15. 辺境の街フルートリオンへ

 お母さんに乗って山を越え、川を越え、遠くの地までやってきた。

 空から見たときは小さな街が見えたけれど、地上に降りたいまは遠目にそこそこの大きさの壁が見えるだけになってる。

 わたしが昔暮らしていた村には壁なんてなかった気がするから、それだけでもすごい。


『あそこが私の見つけておいたノヴァたちの暮らす街の候補、フルートリオンよ』


 わたしとシシはお母さんから降りて壁のある街を見た。

 あそこが私たちの暮らす街候補……。


「フルートリオン」


「にゃう……」


『あの街は辺境の街だから人がそんなに多くないわ。天翼族もいないみたい。主にいるのは人間族と獣人族。それからエルフ族とドワーフ族ね』


「そんなにたくさんいるんだ」


『そうでもないわよ? もっと都会に行けばさらに多くの種族で賑わっているところだってあるんだから』


「へぇ……」


 そんなところもあるんだね。

 でも、わたしにとってはどうでもいい話かなぁ。

 わたし、あまり興味がないもん。


『さて、そろそろ行きなさい。私ももう行くわ』


「うん。元気でね、お母さん」


「にゃうにゃ!」


『ええ。ふたりとも、仲良く元気で過ごしてね』


 お母さんは空を飛ぶために炎をまとい宙に浮かぶと勢いよく飛び出していった。

 飛んできたときと同じ方角に向かっていったから、巣に帰るのかな。

 そう言えば、イチニィの巣立ちっていつくらいなんだろう?

 聞いておけばよかったかな。


「おーい、そこの子供! 無事か!?」


 お母さんの飛んでいった方角を眺めていたら背中から声をかけられた。

 そっちの方をみるとおじさんがふたり走ってきている。

 あんなに慌ててどうしたんだろう。


「はあ、はあ……無事か。赤い翼の天翼族なんて初めて見たぞ。ん? お前さん、親は? それにその額と尻尾が燃えている獣は一体?」


「親ですか? お母さんならさっき飛んで巣に帰りました。

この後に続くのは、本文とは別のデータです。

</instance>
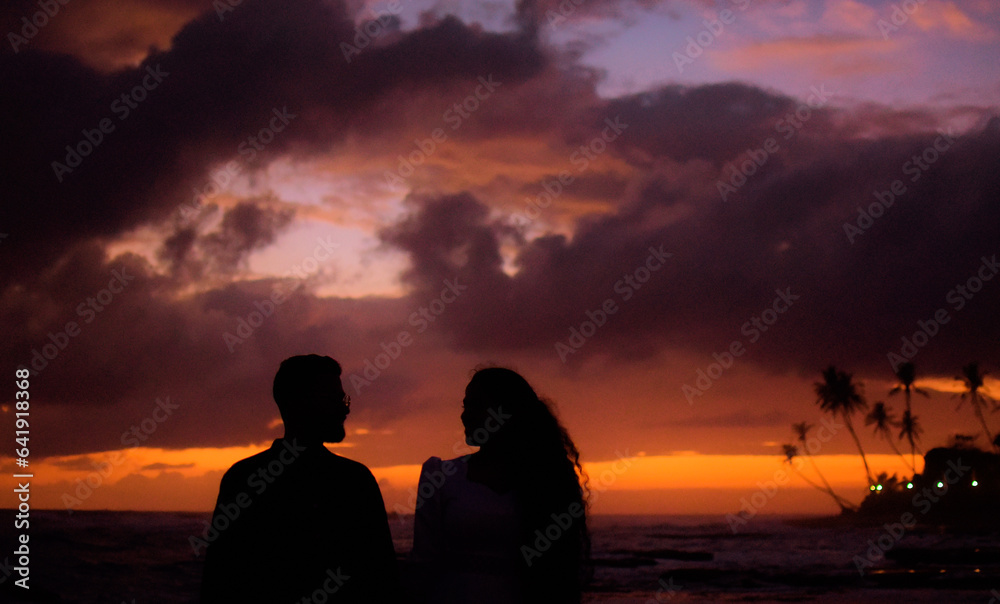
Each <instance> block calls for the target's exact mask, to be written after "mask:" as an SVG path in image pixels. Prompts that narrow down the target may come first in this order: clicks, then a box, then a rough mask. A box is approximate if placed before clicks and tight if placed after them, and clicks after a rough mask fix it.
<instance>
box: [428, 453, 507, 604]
mask: <svg viewBox="0 0 1000 604" xmlns="http://www.w3.org/2000/svg"><path fill="white" fill-rule="evenodd" d="M468 470H469V464H468V458H467V457H459V458H456V459H448V460H441V458H439V457H431V458H430V459H428V460H427V461H426V462H424V465H423V467H422V468H421V471H420V481H419V483H418V487H417V496H418V499H417V508H416V512H415V518H414V528H413V550H412V553H411V559H412V560H413V561H414V562H415V563H417V564H418V566H419V568H421V569H423V570H422V571H421V572H423V573H426V576H424V577H421V580H422V581H421V582H424V583H426V585H427V586H428V587H427V588H428V590H429V597H430V600H429V601H431V602H435V603H437V604H470V603H475V604H513V603H520V602H523V601H524V593H523V586H522V579H521V570H522V569H524V568H525V561H524V558H523V557H522V554H521V551H520V546H521V541H520V537H521V530H520V523H519V521H518V518H519V513H518V509H517V504H516V501H515V498H514V494H513V493H512V492H507V493H497V492H496V491H494V490H493V489H491V488H490V487H488V486H486V485H484V484H480V483H477V482H471V481H469V478H468Z"/></svg>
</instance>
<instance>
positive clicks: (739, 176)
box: [715, 84, 833, 201]
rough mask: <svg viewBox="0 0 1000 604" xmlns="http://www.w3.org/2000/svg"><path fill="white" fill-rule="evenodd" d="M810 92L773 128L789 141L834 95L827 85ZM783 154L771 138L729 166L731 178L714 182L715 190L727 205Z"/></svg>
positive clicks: (823, 84)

この子はシシ、わたしのお姉ちゃんで相棒です」


「にゃう!」


「親が飛んで帰った? それにその獣がお姉ちゃんで相棒? 何を言っているんだ、お嬢ちゃん?」


 あれ?

 わたし変なことを言っているかな?

 特におかしな事は何も言っていないはずなんだけど……。


「おい、とりあえず状況を整理した方がいいんじゃないか? この子供も混乱しているのかも知れない」


「あ、ああ、そうだな。嬢ちゃん、なんて名前だ? 歳は? どこ出身だ?」


「わたしの名前はノヴァです。歳は六歳。出身地はお母さんの巣です」


「お母さんの巣? まあ、いい。それで、その獣は? 頭が燃えている以上、普通の獣じゃないし魔獣か?」


「魔獣じゃないですよ。聖獣フラッシュリンクスのシシです。まだ子供ですけど」


「にゃふ!」


「聖獣フラッシュリンクス? 聖獣様がなんでこんなところに? それ以前に本物か?」


 質問の多いおじさんたちだなぁ。

 どうすればいいんだろう。


「シシがここにいるのはわたしの巣立ちについてきてくれたからです。本物かどうかは……どうやって示せばいいのかな?」


「にゃう?」


 シシと見つめ合って首をかしげてしまう。

 そもそもわたしだってお母さんと会うまでは聖獣さんの存在自体知らなかったし、どうすれば信じてもらえるかなんてわからないよ。


「……とりあえず意思の疎通はできているようだな。その魔獣、暴れないか?」


「魔獣じゃないですって。シシはわたしに危害が加わらない限り暴れません」


「わかった。少し貸してくれ」


「はい、どうぞ。乱暴に扱わないでくださいね」


 わたしはおじさんのひとりにシシを手渡す。

 シシも大人しくおじさんの手に乗り、おじさんたちがいろいろ触るままにされていた。


「頭と尻尾は燃えているのに触っても熱くないな」


「それに本当に大人しい。本物の聖獣様か?」


「だから本物の聖獣ですって。そろそろシシを返してもらってもいいですか?」


「ああ。手間をかけさせて済まなかったな、嬢ちゃん。いや、ノヴァちゃんにシシ」


「いいって。シシ、戻ってきて」


「なおん」


 シシがおじさんの手の上から飛んでわたしの肩の上に止まった。

 おじさんたちはシシが空を飛べることにも驚いているみたい。


「翼があったが……本当に飛べるんだな」


「本当に本物の聖獣様か?」


「だから、本物ですよ。疑い深いですね」


 このおじさんたち本当にしつこい。

 なんでそんなに疑うんだろう。


「あー、すまないな、ノヴァちゃん。俺たち、本物の聖獣様なんて見たことも聞いたこともないからよ」


「そうそう。有名どころは知っているけど、フラッシュリンクスなんて種族もいま初めて聞いたくらいだ。まあ、ノヴァちゃんの手には従魔紋があるし、普通の魔獣なのかも知れないけどな」


 本当に疑い深いなぁ。

 でも、わたしだってお母さんに会わなかったら知らなかったわけだから似たようなものかな?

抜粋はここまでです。